Like sands through the hourglass, so are the iPhones the government wants Apple’s help breaking into.
Recently, the FBI said it had paid for a “tool” that broke into the iPhone 5c used by San Bernardino shooter Syed Rizwan Farook. The FBI also said that even though this tool allegedly works on a narrow slice of phones, they’d be happy to help other law enforcement agencies use it to break into locked phones they’ve seized in the course of investigating crimes.
But one phone it can’t crack is an iPhone 5s running iOS 7 that was used by a meth dealer named Jun Feng in a drug case in New York. We’d already heard a little about this case when Magistrate Judge James Orenstein ruled in late February that Apple didn’t have to provide assistance, and the All Writs Act (which was also called into question in the San Bernardino case) wasn’t sufficient for issuing this order.
Of course, that ruling was appealed by the government, and on Friday the government submitted a letter reminding the court that the matter is still open and that the government still needs Apple’s help. The full letter is here:
In re Order Requiring Apple Inc. to Assist in the Execution of a Search Warrant by Kif Leswing
Apple’s next steps
Apple held a conference call with reporters on Friday and its attorneys, speaking on background, said they would continue to fight this appeal. The company isn’t refusing to help the government obtain information, but Apple attorneys emphasized that Apple only wanted to hand over information they had in their possession, on their own servers, such as iCloud backups.
Since Feng’s iPhone 5s is running iOS 7, the information on it isn’t encrypted by default, and Apple does have a method to extract that data without needing to know the locked phone’s passcode. The company has done this in the past, but is now taking a harder stance because it doesn’t feel that the warrant, issued under the All Writs Act, is lawful.
The All Writs Act, which was also at the heart of the San Bernardino case, has been interpreted by the courts as allowing the government to compel third parties (like Apple) to assist law enforcement under a few conditions, one being that the assistance is really necessary. In the New York case, Judge Orenstein apparently didn’t feel the government had made a good enough argument for this, and instead was pursuing a precedent for using the All Writs Act to compel, well, pretty much anything. Orenstein wrote in his ruling, “It is thus clear that the government is relying on the AWA as a source of authority that is legislative in every meaningful way: something that can be cited as a basis for getting the relief it seeks in case after case without any need for adjudication of the particular circumstances of an individual case.”
In San Bernardino, the government claimed multiple times that only Apple could unlock the phone (the FBI was even asking Apple to rewrite a one-off version of iOS to bypass its security protections), and then suddenly claimed they’d gotten into the phone with another third-party tool and would not be pursuing that case further.
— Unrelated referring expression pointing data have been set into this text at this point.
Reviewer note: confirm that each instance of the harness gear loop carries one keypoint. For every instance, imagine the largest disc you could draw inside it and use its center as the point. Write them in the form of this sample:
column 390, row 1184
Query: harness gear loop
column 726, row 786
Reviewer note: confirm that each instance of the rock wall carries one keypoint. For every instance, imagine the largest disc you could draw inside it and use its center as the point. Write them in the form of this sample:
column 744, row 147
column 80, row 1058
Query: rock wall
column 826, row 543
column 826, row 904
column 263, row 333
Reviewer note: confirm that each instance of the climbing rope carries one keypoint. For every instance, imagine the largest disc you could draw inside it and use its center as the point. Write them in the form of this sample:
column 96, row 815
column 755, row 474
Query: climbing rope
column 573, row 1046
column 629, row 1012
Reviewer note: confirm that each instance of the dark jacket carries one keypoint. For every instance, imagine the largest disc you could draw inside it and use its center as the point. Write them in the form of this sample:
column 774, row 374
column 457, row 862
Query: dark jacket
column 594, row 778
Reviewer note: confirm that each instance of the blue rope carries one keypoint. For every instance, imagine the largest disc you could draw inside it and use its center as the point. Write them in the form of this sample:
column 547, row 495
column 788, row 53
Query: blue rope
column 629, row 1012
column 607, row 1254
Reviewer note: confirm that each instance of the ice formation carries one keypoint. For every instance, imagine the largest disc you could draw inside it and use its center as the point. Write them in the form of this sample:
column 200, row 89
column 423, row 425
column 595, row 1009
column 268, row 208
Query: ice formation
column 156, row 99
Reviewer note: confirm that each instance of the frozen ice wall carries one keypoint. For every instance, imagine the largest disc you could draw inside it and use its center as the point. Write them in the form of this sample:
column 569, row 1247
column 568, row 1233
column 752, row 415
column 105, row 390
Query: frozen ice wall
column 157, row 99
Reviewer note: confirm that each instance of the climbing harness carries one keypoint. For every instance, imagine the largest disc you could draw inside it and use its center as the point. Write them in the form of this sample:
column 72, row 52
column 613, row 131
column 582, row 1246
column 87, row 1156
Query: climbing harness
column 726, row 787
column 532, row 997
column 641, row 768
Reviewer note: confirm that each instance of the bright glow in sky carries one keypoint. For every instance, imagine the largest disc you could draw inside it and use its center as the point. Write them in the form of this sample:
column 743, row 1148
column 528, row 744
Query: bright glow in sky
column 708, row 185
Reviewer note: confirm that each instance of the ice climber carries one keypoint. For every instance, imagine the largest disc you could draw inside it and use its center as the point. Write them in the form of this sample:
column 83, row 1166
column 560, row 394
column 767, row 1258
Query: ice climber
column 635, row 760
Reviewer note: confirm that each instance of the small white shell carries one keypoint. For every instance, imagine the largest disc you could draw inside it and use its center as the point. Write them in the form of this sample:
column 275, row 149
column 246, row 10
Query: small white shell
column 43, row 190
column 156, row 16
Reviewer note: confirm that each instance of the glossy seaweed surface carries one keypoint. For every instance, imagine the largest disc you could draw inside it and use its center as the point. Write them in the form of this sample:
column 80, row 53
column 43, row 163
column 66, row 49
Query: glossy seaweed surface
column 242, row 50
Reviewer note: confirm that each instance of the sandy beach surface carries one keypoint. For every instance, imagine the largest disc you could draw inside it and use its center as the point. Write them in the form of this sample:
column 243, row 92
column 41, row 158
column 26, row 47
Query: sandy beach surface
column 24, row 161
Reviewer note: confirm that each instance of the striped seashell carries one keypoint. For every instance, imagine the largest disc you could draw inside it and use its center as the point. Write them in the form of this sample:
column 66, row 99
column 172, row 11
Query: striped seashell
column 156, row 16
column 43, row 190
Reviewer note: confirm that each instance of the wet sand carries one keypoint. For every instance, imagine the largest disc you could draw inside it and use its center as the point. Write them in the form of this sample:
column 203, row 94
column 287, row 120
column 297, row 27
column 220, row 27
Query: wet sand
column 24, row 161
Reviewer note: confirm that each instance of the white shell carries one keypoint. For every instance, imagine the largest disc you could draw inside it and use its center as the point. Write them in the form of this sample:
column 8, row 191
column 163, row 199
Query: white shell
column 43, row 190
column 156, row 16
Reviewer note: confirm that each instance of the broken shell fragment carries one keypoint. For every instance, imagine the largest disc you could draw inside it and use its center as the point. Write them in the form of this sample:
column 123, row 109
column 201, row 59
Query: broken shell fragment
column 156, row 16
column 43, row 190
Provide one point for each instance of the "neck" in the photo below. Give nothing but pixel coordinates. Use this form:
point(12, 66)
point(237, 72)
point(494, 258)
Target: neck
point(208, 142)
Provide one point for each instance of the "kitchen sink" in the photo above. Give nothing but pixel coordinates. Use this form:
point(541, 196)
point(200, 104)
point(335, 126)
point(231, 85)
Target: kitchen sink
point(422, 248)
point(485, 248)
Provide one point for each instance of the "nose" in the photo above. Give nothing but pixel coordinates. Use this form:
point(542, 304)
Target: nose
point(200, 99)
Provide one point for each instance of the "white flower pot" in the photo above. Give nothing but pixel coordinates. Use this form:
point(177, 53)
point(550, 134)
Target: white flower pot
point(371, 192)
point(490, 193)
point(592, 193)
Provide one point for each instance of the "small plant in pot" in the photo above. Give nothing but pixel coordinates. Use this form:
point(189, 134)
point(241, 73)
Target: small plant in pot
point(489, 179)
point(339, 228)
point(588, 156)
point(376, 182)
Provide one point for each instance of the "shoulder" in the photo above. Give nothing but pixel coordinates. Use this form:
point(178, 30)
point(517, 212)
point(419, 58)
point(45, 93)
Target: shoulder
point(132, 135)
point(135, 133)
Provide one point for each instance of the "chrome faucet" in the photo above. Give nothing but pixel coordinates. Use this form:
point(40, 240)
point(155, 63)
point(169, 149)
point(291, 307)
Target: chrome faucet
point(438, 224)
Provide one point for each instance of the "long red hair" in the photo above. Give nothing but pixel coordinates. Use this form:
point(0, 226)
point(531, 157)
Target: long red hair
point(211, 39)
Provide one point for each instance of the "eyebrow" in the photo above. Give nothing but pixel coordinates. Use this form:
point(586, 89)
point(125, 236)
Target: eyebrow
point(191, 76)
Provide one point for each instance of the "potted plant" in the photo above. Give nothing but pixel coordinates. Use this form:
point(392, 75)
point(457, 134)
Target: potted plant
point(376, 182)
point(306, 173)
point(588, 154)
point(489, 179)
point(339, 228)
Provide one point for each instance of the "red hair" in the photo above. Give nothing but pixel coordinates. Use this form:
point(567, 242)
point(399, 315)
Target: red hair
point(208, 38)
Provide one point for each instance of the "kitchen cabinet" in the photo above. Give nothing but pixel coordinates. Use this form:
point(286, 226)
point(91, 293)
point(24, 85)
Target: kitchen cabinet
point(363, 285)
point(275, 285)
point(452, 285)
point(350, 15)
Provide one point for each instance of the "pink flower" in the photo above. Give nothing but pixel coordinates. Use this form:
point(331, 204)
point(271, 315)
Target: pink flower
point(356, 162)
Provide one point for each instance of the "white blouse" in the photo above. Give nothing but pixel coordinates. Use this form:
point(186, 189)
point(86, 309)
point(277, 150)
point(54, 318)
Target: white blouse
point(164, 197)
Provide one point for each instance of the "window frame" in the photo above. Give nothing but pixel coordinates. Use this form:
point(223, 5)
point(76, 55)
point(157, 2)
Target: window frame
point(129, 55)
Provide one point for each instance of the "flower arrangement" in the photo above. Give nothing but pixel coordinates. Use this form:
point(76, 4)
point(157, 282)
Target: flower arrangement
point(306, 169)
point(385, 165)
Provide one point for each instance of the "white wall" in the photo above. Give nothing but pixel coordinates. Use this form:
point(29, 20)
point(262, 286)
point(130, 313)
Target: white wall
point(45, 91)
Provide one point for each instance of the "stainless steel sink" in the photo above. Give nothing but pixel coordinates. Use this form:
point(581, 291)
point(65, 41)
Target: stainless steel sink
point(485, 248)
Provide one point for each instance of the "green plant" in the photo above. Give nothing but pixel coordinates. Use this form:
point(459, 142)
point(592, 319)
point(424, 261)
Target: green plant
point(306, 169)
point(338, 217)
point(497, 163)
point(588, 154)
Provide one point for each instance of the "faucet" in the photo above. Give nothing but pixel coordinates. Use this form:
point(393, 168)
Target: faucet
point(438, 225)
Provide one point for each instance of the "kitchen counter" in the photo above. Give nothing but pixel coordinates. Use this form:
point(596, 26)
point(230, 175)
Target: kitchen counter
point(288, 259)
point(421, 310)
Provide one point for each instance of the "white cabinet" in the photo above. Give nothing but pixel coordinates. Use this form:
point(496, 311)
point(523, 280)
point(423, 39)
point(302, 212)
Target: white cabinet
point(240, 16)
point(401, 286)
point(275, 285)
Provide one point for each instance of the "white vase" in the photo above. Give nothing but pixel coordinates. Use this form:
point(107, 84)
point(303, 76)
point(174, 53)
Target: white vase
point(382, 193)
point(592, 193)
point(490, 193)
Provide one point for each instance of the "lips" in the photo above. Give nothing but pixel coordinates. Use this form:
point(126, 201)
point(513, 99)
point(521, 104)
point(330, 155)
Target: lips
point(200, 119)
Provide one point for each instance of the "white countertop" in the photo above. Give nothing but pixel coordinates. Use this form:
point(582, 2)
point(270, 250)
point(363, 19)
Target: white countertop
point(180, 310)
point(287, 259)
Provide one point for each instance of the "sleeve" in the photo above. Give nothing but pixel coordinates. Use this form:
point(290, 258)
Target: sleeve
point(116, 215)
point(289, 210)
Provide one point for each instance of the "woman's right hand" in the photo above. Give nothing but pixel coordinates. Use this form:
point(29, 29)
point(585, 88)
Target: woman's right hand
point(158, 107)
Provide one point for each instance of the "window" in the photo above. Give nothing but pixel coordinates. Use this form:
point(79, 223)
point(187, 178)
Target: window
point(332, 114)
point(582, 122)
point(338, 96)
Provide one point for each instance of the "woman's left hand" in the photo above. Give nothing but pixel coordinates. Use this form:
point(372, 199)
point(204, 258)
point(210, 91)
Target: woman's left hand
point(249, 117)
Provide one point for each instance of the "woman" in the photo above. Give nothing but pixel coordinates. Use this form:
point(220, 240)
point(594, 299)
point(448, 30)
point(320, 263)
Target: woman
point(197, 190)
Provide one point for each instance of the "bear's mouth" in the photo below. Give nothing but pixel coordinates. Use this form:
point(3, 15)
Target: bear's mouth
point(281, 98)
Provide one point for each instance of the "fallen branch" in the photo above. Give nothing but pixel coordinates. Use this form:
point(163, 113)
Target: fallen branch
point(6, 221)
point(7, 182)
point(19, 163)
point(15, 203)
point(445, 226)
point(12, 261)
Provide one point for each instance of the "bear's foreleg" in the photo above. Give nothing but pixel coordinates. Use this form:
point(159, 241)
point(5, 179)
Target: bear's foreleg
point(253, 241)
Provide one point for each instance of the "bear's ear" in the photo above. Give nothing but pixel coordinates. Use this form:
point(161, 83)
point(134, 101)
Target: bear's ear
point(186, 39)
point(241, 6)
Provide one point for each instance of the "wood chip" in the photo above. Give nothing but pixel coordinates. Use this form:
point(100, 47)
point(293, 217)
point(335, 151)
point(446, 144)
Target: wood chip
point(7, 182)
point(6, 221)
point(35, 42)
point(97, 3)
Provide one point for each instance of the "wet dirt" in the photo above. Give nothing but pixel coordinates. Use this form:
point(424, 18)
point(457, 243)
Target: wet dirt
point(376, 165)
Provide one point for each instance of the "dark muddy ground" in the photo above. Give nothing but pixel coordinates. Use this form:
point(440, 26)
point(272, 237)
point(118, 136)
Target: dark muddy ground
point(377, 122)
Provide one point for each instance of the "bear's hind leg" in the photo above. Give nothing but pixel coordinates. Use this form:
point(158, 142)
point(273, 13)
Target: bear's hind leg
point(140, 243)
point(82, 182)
According to Apple’s attorneys, the fact that the Department of Justice is still pursuing the New York case—in which the meth dealer in question has already confessed and is due to be sentenced in May—shows that the government didn’t bring the San Bernardino case purely to fight terrorism, and that the government’s goal is certainly bigger than any one phone.
Apple will file a briefing in the New York case next Thursday and eventually there will be a hearing. Apple’s attorneys said that they hope the judge hearing the appear, Judge Margo Brodie, will press the FBI on why Apple’s help is necessary in this case, when it apparently wasn’t for the encrypted phone in the San Bernardino case. Apple says they won’t be suing the government to find out what the solution wound up being in the San Bernardino case, and isn’t interested in that solution becoming public, or in forcing the FBI to reveal its secrets or its methods in court. But it doesn’t seem fair for an assistant U.S. attorney to be able to say, effectively, Apple needs to help us, your honor, please make them, without backing that up with some showing of what’s already been tried.
Long-term, Apple would still like the solution to come from Congress, but its attorneys didn’t yet have an opinion on the “Feinstein Burr bill” that was leaked in a draft version on Thursday, titled the “Compliance with Court Orders Act of 2016” ( PDF), since they hadn’t read it. The negative reaction to that bill by security experts was swift and severe. “This basically outlaws end-to-end encryption,” Joseph Lorenzo Hall, chief technologist at the Center for Democracy and Technology, told Wired. “It’s effectively the most anti-crypto bill of all anti-crypto bills.”